Rezept-Überblick
Hier erklären wir euch, wie wir 2 Tafeln Hash-Schokolade zum Pur verzehren oder Weiterverarbeiten herstellen.
Zutaten
- 200 g Blockschokolade
- 4 EL Kakaobutter
- 2 g Aktiviertes Hash
- nach Bedarf Topping wie z. B. Nüsse, Cranberries, etc.
Zubereitung
Utensilien
Zusätzlich zu den Zutaten benötigt ihr noch folgende weitere Utensilien:
- Kochtopf
- Schneebesen
- Schüssel
- Schokoladen-Formen

Kakaobutter oder Öl erhitzen
Wir beginnen damit die Kakaobutter oder Öl in einer Schüssel im Wasserbad zu erhitzen. Wenn die Kakaobutter flüssig ist bzw,. das Öl warm, geben wir unsere gewünschte Menge aktiviertes Hash hinzu und verrühren alles mit dem Schneebesen.

Hash hinzufügen
Wir geben also in diesem Schritt das aktivierte Hash zur Kakaobutter hinzu und verrühren es miteinander.

Schokolade hinzufügen
Nun geben wir unsere Blockschokoladen hinzu und lassen diese schmelzen.
Passt hierbei auf, dass euch keine Wassertropfen in die Schokolade tropfen. Dies kann sich äußerst negativ auf eure Schokolade auswirken. Es bilden sich kleine Klümpchen. Sollte euch dies passieren, könnt ihr versuchen durch Zugabe eines neutralen Öls (z.B. Sonnenblumenöl) wieder eine Geschmeidigkeit herzustellen.
Wenn alles geschmolzen ist, unter Rühren mit dem Schneebesen ca. 20-30 Minuten leicht köcheln lassen.

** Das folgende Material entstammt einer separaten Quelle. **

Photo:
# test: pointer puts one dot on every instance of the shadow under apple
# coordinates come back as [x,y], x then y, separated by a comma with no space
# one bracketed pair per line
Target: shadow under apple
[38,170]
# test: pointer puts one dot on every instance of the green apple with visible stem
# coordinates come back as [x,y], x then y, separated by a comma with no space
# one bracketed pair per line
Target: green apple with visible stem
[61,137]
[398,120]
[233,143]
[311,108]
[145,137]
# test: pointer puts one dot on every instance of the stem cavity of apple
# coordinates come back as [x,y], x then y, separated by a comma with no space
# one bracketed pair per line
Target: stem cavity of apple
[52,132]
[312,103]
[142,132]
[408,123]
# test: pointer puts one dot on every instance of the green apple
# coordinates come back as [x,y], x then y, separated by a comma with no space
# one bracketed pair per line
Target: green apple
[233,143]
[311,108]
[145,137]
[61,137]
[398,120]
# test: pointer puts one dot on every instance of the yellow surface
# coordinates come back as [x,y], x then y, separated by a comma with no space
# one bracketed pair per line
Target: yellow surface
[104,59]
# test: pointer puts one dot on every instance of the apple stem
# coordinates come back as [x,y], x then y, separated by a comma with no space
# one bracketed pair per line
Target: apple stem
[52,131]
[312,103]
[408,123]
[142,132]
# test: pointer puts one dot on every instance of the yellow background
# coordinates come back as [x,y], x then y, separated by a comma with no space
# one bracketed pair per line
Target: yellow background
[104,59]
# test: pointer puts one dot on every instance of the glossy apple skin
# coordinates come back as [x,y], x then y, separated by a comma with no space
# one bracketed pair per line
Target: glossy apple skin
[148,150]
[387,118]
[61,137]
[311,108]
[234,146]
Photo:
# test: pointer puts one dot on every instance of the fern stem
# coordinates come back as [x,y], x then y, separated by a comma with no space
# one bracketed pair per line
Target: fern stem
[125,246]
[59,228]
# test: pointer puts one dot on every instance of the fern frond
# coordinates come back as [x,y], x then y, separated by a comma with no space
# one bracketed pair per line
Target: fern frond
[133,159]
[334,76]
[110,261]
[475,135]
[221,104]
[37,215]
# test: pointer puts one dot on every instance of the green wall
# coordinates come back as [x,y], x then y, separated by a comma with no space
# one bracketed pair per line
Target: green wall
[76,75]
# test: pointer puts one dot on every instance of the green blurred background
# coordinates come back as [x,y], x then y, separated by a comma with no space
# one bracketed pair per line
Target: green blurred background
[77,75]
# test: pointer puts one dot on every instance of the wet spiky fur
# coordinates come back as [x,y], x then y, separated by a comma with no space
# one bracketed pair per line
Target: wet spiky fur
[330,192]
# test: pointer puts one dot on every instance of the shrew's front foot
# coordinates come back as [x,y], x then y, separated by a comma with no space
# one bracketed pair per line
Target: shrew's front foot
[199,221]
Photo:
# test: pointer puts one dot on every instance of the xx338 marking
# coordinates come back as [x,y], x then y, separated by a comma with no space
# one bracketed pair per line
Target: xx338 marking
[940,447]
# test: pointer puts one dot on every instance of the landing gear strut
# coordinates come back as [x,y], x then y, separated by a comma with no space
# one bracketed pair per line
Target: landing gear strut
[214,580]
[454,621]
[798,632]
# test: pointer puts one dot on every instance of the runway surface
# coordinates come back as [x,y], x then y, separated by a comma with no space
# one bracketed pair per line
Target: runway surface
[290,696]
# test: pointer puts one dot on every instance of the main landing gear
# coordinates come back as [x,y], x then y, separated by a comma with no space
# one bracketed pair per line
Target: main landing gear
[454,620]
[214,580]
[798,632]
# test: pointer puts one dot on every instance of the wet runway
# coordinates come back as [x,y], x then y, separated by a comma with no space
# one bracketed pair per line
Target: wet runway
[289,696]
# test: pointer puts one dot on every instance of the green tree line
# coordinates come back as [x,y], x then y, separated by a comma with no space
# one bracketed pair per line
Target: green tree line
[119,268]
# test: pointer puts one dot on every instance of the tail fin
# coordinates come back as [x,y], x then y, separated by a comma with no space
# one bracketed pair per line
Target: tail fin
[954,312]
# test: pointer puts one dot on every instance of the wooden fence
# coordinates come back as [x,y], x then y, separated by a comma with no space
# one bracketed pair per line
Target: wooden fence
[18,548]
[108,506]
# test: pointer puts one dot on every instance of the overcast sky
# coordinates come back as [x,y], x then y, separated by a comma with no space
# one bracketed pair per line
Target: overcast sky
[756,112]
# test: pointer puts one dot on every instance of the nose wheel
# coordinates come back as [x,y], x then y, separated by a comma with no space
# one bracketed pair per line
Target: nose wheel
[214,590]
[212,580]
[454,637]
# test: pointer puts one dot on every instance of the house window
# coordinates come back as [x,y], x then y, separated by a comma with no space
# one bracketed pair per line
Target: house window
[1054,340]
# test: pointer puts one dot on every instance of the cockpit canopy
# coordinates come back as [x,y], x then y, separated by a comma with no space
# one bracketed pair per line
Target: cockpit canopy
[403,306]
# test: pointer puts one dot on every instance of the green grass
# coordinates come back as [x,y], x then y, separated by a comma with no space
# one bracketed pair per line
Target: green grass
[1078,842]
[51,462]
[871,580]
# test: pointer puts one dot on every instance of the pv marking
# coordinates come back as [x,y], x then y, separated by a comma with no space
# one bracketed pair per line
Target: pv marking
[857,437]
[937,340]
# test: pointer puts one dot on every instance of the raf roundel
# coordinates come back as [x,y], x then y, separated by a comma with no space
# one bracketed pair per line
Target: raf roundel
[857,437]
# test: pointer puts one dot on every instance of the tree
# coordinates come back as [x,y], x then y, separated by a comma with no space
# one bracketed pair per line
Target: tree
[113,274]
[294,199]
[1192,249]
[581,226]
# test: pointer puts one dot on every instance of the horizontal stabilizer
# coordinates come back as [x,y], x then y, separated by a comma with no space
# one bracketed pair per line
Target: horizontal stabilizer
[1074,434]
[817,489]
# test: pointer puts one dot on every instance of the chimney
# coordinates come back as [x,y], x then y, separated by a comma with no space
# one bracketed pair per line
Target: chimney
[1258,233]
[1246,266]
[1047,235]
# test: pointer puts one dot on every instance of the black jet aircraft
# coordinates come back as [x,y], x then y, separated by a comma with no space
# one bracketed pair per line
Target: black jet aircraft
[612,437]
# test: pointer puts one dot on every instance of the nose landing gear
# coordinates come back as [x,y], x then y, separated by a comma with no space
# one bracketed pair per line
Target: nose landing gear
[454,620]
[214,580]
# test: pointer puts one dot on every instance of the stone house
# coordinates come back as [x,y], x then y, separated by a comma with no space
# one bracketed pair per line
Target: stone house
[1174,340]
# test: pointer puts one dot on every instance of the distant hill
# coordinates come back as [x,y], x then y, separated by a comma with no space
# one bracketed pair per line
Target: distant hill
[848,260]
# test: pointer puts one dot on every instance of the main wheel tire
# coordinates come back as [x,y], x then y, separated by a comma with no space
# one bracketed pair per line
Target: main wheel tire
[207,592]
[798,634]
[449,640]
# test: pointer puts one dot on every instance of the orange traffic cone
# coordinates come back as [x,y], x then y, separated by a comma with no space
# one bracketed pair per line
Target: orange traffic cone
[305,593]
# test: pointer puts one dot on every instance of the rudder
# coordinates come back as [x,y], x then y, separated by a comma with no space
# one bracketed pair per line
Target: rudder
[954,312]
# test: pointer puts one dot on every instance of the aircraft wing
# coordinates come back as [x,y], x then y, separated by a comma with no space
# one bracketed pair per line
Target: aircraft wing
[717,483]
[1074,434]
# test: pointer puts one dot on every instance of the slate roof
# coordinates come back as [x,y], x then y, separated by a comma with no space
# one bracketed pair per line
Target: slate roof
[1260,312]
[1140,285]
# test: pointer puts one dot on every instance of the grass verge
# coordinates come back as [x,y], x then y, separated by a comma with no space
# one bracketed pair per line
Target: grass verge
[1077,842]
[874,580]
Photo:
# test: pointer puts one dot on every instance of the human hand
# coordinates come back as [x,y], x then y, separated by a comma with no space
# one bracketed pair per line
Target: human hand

Schokolade in Formen füllen
Jetzt kann die Schokolade in die Form gefüllt werden. Wenn ihr mit eurer Schokolade fertig seid, stellt Sie zum härten in den Kühlschrank. Hier könnt ihr die Schokolade auch gut lagern, bis ihr Sie verzehrt.

Topping / Highlights
Nun könnt ihr der Schokolade ein paar weitere Zutaten hinzufügen.
Hier ein paar Möglichkeiten:
- Weiße Schokoladen-Stückchen
- Salzkaramell-Stückchen
- Mandeln oder Mandelsplitter
- Haselnüssen und Cranberries
- Pistaziensplitter
oder eine Mischung aus allem.

Kühlen
Lasst eure Schokolade nun im Kühlschrank eine Zeit lang auskühlen (ca. 60 Minuten)

Befreien
Nachdem eure Hash-Schokolade ausgekühlt ist und hart geworden ist, könnt ihr Sie aus der Form befreien und anschließend verzehren oder lagern. Wir empfehlen euch hier eine Lagerung im Kühlschrank, möglichst Luftdicht und in einem kleinen Gefäß um Schwitzwasser zu vermeiden.

Fertig.
Fertig ist eure Hash-Schokolade. Wenn euch das Rezept gefallen hat, dann teilt es doch gerne mit Interessierten über die Teilen-Funktion im oberen Teil des Rezeptes.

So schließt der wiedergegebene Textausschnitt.